The Sahara currently does not have too many living things. But about 100 million years ago, it once provided a warm home for some of the most dangerous animals on Earth, according to an archaeological study.
International scientists have conducted an analysis of fossils found in the northern part of Western Sahara, belonging to the Kem Kem geological formation. This is a geological group along the border between Morocco and Algeria, whose stratum originates from the Late Cretaceous and is considered a “boom time” for predators.
At that time, the Sahara was not as desert as it is now but almost like a rainforest, with a very diverse and … terrifying habitat for humans. “There is currently no ecosystem on Earth that contains large carnivores like the Ice Cream group. Although limited to North Africa, ice cream has biodiversity outperforms both modern Africa “.
In fact, fossils found in the Ice Cream geological formations have been exhibited around the world, because they are not too deep underground. Some fossils are around 100 million years old, meaning humans never interacted with these ancient creatures and certainly didn’t want any contact.
Why is that? Because the ice-cream geological formation is considered to be “the scariest place in Earth’s history, a coordinates that any time traveler will soon die” – according to Associate Professor Dr. Nizar Ibrahim from the school University of Detroit Mercy (USA), who is also the leader of this archaeological research group, affirmed.

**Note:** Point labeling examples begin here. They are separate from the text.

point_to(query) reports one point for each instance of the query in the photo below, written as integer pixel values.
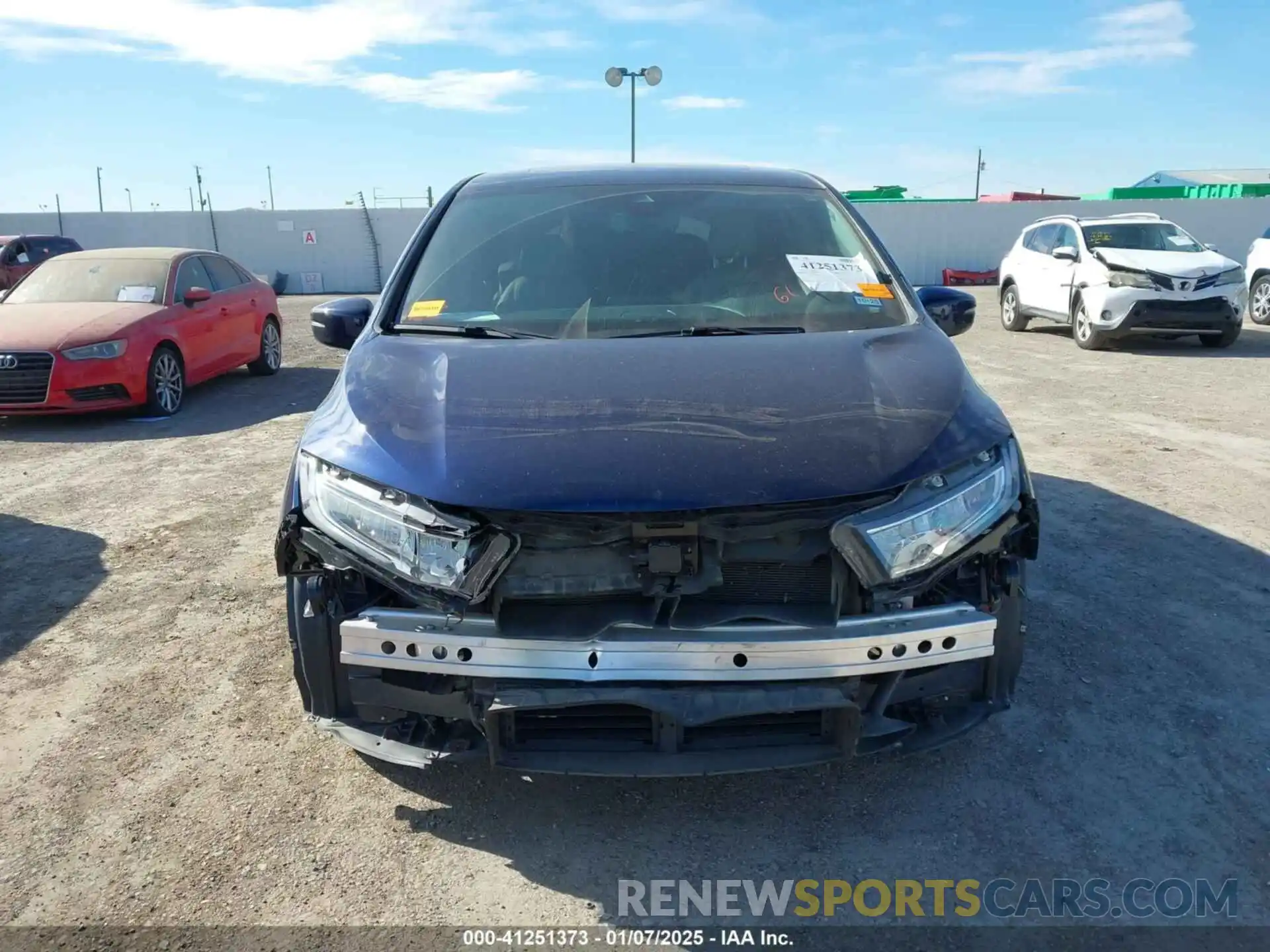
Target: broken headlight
(937, 517)
(393, 530)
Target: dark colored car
(22, 253)
(653, 471)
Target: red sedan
(131, 327)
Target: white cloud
(317, 45)
(1134, 34)
(720, 12)
(654, 154)
(691, 102)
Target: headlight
(97, 352)
(945, 521)
(1232, 277)
(1130, 280)
(398, 532)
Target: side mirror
(951, 309)
(338, 323)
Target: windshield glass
(615, 260)
(1141, 237)
(66, 280)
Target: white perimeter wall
(925, 238)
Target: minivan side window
(224, 274)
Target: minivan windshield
(625, 260)
(1141, 237)
(77, 280)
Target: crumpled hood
(656, 423)
(1177, 264)
(56, 325)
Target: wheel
(1086, 335)
(1224, 339)
(1259, 300)
(271, 350)
(1011, 315)
(165, 383)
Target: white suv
(1259, 280)
(1119, 276)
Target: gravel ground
(157, 768)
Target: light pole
(616, 75)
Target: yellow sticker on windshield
(426, 309)
(876, 291)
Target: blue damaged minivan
(653, 471)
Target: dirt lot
(157, 770)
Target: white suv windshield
(1141, 237)
(614, 260)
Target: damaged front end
(661, 644)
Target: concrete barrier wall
(257, 239)
(923, 238)
(927, 238)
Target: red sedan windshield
(69, 280)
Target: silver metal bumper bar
(472, 648)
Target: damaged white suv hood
(1176, 264)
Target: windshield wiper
(465, 331)
(712, 331)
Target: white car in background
(1259, 280)
(1119, 276)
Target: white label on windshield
(138, 294)
(831, 273)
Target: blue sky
(396, 95)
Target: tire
(1224, 339)
(271, 350)
(1259, 300)
(165, 382)
(1083, 333)
(1011, 317)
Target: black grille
(774, 583)
(106, 391)
(26, 381)
(586, 727)
(757, 730)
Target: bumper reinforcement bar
(859, 645)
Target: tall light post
(616, 75)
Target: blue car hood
(651, 424)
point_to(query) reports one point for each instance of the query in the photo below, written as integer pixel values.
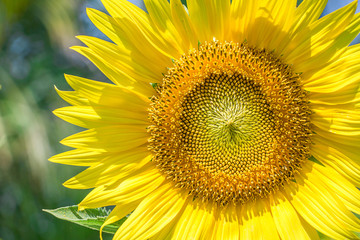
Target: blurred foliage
(34, 40)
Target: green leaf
(90, 218)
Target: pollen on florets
(230, 123)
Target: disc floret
(230, 123)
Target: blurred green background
(35, 36)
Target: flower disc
(230, 123)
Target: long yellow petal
(287, 220)
(79, 157)
(153, 214)
(210, 19)
(195, 222)
(321, 207)
(111, 170)
(130, 190)
(88, 117)
(138, 28)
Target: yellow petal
(108, 94)
(317, 42)
(257, 221)
(88, 117)
(243, 15)
(124, 60)
(72, 97)
(320, 206)
(287, 220)
(79, 157)
(338, 159)
(195, 222)
(210, 19)
(153, 214)
(111, 170)
(138, 28)
(108, 139)
(160, 13)
(133, 189)
(346, 191)
(306, 13)
(183, 24)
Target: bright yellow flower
(251, 132)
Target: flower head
(225, 120)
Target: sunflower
(224, 120)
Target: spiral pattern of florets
(230, 123)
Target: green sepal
(90, 218)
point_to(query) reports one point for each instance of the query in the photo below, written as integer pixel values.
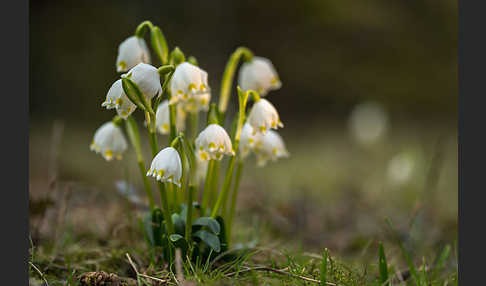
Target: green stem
(234, 196)
(242, 100)
(172, 119)
(226, 184)
(142, 28)
(165, 208)
(228, 76)
(190, 195)
(207, 186)
(194, 123)
(134, 136)
(214, 182)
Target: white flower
(189, 84)
(248, 140)
(162, 118)
(147, 79)
(259, 75)
(271, 147)
(213, 142)
(131, 52)
(263, 116)
(116, 98)
(109, 141)
(167, 166)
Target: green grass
(328, 194)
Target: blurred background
(369, 103)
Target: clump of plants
(173, 98)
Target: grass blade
(324, 267)
(383, 266)
(412, 269)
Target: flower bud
(264, 116)
(213, 142)
(248, 140)
(116, 98)
(167, 166)
(189, 85)
(147, 78)
(271, 147)
(109, 141)
(131, 52)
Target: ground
(331, 193)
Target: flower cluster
(170, 95)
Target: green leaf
(412, 269)
(222, 234)
(209, 222)
(383, 266)
(159, 44)
(324, 267)
(210, 239)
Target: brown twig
(279, 271)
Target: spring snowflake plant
(178, 90)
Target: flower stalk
(228, 75)
(242, 100)
(234, 196)
(133, 134)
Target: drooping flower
(147, 79)
(259, 75)
(271, 147)
(167, 166)
(213, 142)
(248, 140)
(264, 116)
(162, 118)
(109, 141)
(131, 52)
(189, 84)
(116, 98)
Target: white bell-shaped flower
(109, 141)
(167, 166)
(259, 75)
(116, 98)
(147, 79)
(213, 142)
(131, 52)
(162, 118)
(248, 140)
(189, 84)
(271, 147)
(264, 116)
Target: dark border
(472, 142)
(15, 132)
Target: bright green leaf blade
(383, 266)
(209, 222)
(210, 239)
(159, 44)
(324, 268)
(413, 271)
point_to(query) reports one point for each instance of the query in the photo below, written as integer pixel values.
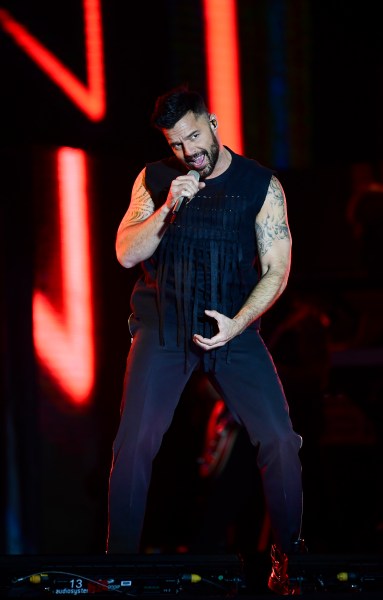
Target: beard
(212, 154)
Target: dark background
(55, 460)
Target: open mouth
(198, 161)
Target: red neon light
(223, 77)
(91, 98)
(64, 342)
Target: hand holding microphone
(180, 200)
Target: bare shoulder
(141, 204)
(271, 224)
(275, 194)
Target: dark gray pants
(247, 380)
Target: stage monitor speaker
(130, 575)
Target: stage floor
(186, 576)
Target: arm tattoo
(274, 224)
(141, 206)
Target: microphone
(177, 205)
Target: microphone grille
(195, 174)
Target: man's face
(194, 143)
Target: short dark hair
(173, 105)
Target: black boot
(279, 578)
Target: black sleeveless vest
(207, 259)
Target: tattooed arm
(143, 227)
(274, 249)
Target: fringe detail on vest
(216, 262)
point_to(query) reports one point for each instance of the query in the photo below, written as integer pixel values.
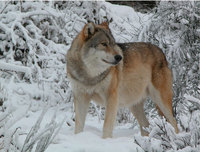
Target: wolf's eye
(104, 44)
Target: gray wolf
(117, 75)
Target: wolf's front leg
(81, 102)
(110, 116)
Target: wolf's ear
(89, 30)
(105, 24)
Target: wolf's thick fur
(117, 75)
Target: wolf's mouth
(113, 63)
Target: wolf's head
(100, 47)
(99, 50)
(93, 51)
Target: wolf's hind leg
(161, 94)
(138, 112)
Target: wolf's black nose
(118, 58)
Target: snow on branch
(16, 68)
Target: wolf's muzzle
(118, 58)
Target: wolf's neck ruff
(81, 76)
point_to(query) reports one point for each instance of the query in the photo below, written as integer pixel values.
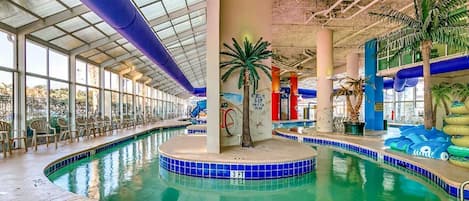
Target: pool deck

The Ice Cream fossils include species such as tyrannosaurs, pterodactyls (winged lizards), ancient crocodiles and many underwater “monster” species.
“That place is full of giant sea monsters, the ancestors of the coelacanth and lung fish today but 4-5 times larger” – lecturer David Martill from the University of Portsmouth (UK) of the research group said.
In addition, the Ice Cream geology group also has “a freshwater fish with a shark-like appearance. It has the scientific name of onchopristis, a spiky snout like a dagger looking very scary but also beautiful iridescent. “- Instructor Martill added.
The above findings come from research published in ZooKeys magazine, cooperation between universities in Detroit, Chicago, Montana (USA), Portsmouth, Leicester (UK), Casablanca (Morocco), Montreal ( Canada) and Paris Natural History Museum (France). This study is considered to be the most comprehensive on the subject of fossils in the Sahara among the reports from 1936 to the present.